Para Paola, “uma corpografia urbana é um tipo de cartografia realizada pelo e no corpo, ou seja, a memória urbana inscrita no corpo, o registro de sua experiência da cidade, uma espécie de grafia urbana, da própria cidade vivida, que fica inscrita mas também configura o corpo de quem a experimenta”. De maneira similar, Zumthor diz que a performance é um ato de presença no mundo e do mundo. É o momento em que transmissão e recepção se fundem numa ação única de co-presença. A performance é a concretização da recepção. É um estado de catarse, no qual é possível compreender-se naquilo que se compreende. “A performance, de qualquer jeito, modifica o conhecimento. Ela não é simplesmente um meio de comunicação: comunicando, ela o marca”.
É interessante pensar como o “corpo” é visto de maneira tão cara e tão próxima para esses dois autores. Para Zumthor, é imprescindível pensar o papel do corpo na leitura e na percepção literária. O corpo é aquilo que nos é próprio e é nele que sentimos e vivenciamos todo o peso oriundo da experiência. De maneira idêntica, Berenstein postula sobre a inscrição da cidade nos corpos dos sujeitos. Para Paul e Paola, um texto ou a cidade, respectivamente, são ou devem ser mais percebidos e vivenciados do que “lidos”. Daí a importância da “errância” para que a cidade ou uma obra (para Zumthor, “obra” é aquilo que é poético, o que gera mais prazer do que informação) seja experimentada e praticada.
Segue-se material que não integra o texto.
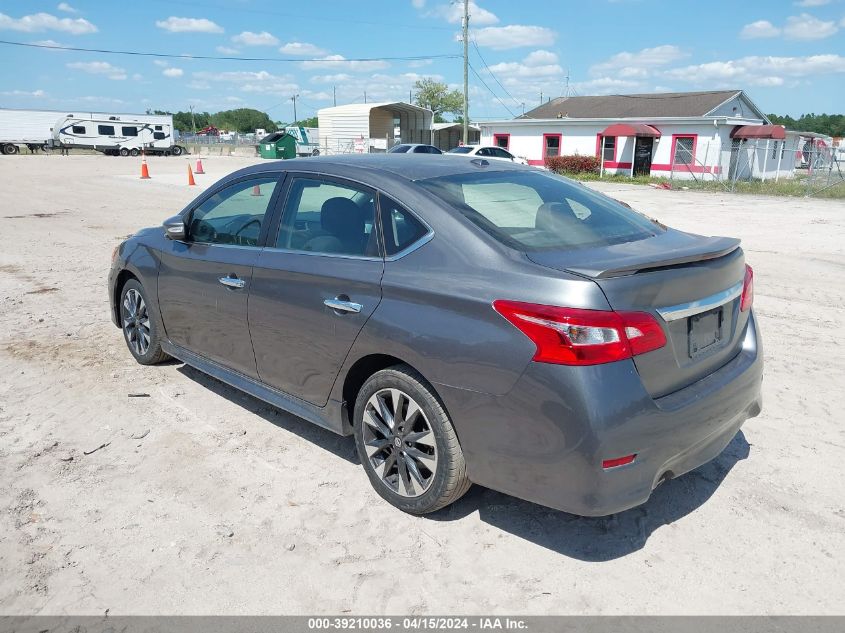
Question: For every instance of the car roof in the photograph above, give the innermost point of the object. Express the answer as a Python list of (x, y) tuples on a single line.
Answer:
[(405, 166)]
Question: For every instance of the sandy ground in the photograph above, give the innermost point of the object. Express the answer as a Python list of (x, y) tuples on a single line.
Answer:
[(207, 501)]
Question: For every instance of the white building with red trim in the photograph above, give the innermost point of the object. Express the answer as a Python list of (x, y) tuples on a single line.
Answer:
[(706, 135)]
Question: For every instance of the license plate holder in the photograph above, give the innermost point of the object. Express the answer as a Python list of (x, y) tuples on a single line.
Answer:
[(705, 332)]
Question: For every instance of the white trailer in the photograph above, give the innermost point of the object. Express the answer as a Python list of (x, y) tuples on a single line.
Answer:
[(118, 134), (30, 128)]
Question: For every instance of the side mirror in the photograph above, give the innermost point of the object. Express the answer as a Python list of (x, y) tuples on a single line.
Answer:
[(174, 228)]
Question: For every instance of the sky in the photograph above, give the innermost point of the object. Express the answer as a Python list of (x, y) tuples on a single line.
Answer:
[(786, 54)]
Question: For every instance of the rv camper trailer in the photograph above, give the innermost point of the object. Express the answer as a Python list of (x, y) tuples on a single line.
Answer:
[(113, 135)]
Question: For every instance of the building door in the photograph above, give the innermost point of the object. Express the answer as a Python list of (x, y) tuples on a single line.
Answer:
[(643, 149)]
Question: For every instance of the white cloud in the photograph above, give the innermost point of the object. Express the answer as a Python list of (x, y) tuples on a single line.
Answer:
[(24, 93), (454, 13), (513, 36), (341, 63), (99, 68), (189, 25), (758, 70), (758, 29), (331, 79), (645, 59), (38, 22), (302, 48), (248, 38), (807, 27)]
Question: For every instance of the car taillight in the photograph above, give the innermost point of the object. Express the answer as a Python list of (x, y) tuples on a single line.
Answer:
[(747, 289), (572, 336)]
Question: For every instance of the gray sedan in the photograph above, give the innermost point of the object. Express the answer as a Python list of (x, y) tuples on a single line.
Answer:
[(466, 320)]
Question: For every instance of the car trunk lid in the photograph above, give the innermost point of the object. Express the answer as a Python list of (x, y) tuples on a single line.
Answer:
[(691, 284)]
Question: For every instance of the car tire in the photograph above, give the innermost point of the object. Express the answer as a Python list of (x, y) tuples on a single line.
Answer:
[(141, 329), (414, 460)]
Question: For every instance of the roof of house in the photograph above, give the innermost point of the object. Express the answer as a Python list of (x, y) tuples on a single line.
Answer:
[(667, 104)]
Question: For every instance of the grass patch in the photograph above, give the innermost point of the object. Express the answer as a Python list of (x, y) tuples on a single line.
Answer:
[(792, 187)]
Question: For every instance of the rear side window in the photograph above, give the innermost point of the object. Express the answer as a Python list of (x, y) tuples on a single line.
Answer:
[(401, 229), (533, 211)]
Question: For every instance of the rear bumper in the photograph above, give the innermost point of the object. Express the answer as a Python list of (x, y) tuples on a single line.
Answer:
[(546, 439)]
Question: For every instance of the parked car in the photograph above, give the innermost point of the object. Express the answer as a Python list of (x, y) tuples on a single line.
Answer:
[(466, 321), (413, 148), (487, 151)]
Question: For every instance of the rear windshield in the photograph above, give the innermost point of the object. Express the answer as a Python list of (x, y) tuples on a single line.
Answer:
[(532, 210)]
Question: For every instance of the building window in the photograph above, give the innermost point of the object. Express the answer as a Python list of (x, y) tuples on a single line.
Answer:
[(551, 144), (609, 153), (684, 150), (502, 140)]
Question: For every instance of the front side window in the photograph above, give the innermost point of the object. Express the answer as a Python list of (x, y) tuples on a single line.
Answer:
[(327, 217), (532, 211), (684, 148), (401, 229), (234, 215)]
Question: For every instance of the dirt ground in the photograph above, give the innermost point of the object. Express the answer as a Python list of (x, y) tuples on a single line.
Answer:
[(203, 500)]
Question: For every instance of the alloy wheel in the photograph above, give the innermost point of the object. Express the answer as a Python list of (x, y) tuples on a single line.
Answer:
[(136, 322), (399, 442)]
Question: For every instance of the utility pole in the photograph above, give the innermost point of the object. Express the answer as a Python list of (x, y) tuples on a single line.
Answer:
[(466, 71)]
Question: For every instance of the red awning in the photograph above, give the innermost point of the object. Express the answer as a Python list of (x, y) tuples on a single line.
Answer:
[(777, 132), (631, 129)]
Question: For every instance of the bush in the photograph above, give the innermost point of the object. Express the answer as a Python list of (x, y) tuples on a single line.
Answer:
[(574, 164)]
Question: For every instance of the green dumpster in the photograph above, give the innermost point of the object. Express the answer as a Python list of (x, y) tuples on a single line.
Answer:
[(277, 145)]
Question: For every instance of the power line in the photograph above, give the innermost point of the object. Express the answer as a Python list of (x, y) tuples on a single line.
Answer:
[(491, 92), (475, 44), (227, 57)]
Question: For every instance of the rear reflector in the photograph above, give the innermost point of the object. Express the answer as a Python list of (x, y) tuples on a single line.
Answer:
[(618, 461), (572, 336), (747, 289)]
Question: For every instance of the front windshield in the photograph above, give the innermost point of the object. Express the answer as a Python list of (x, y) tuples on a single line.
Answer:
[(532, 210)]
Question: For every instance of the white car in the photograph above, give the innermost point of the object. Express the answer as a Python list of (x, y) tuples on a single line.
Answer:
[(487, 151)]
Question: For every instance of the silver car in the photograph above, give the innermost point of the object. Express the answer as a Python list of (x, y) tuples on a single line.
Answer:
[(468, 321)]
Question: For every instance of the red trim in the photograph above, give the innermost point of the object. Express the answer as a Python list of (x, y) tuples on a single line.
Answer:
[(559, 144), (675, 138)]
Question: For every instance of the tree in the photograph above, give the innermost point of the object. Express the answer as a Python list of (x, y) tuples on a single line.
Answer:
[(436, 96)]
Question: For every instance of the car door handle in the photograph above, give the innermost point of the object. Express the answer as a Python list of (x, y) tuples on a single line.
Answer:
[(232, 282), (342, 306)]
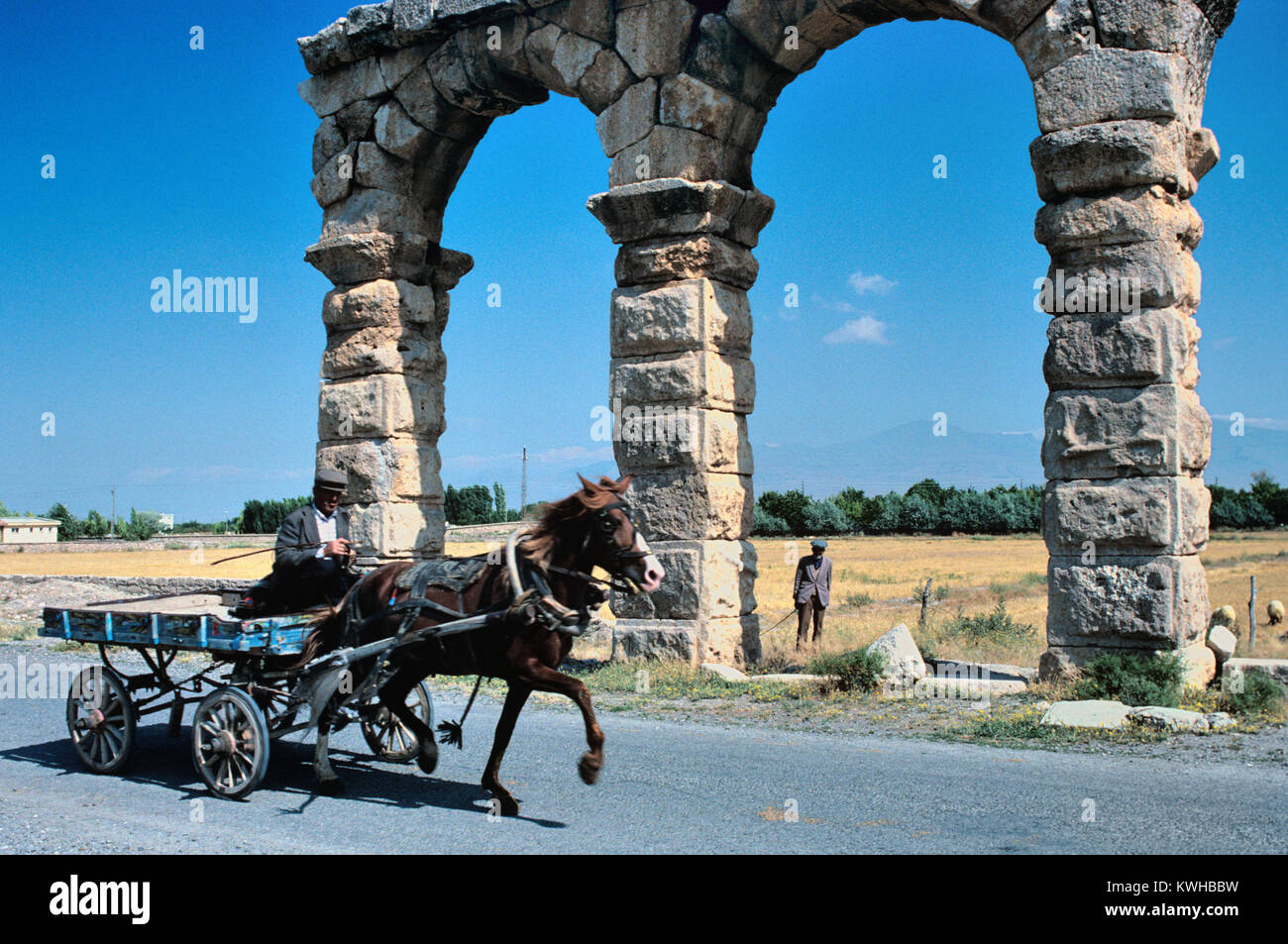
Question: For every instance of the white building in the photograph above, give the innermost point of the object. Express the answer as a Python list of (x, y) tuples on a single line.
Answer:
[(29, 530)]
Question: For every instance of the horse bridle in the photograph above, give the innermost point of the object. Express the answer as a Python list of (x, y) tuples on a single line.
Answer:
[(604, 526)]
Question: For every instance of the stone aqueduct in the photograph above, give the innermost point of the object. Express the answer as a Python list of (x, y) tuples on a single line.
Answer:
[(682, 89)]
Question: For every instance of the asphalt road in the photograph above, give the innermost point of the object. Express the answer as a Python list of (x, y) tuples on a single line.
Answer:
[(668, 787)]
Zumthor não cita o termo, mas em seu livro há uma passagem em que o autor é protagonista de uma “errância”, o que o aproxima ainda mais do que foi proposto por Paola. Nesse trecho, Zumthor rememora sua infância quando as ruas de Paris eram povoadas de cantores de rua pelos quais, o então menino, se sentia extremamente atraído. “Um espetáculo que me prendia, apesar da hora de meu trem que avançava. Havia um homem, o camelô, sua parlapatice, porque ele vendia as canções, apregoava e passava o chapéu. Havia o grupo, o riso das meninas. Mais ou menos tudo isto fazia parte da canção. Era a canção”. Ora, a “canção” de Zumthor era um microcosmo urbano, no qual a cidade se inscreveu e configurou o corpo do autor, que a experimentou perfomaticamente.
Mas, como pensar a possibilidade da errância hoje com um urbanismo cosmético, no qual o fluxo constante possui posição privilegiada em detrimento à lentidão e à corporeidade? Nesse sentido, não seria imprudente dizer que o processo de espetacularização das cidades contemporâneas diminui o caráter performático e empobrece a relação que ela estabelece com os sujeitos. Desse modo, é necessário que pensemos urgentemente em novas formas de urbanismo para que a cidade e os sujeitos se co-habitem e se transformem.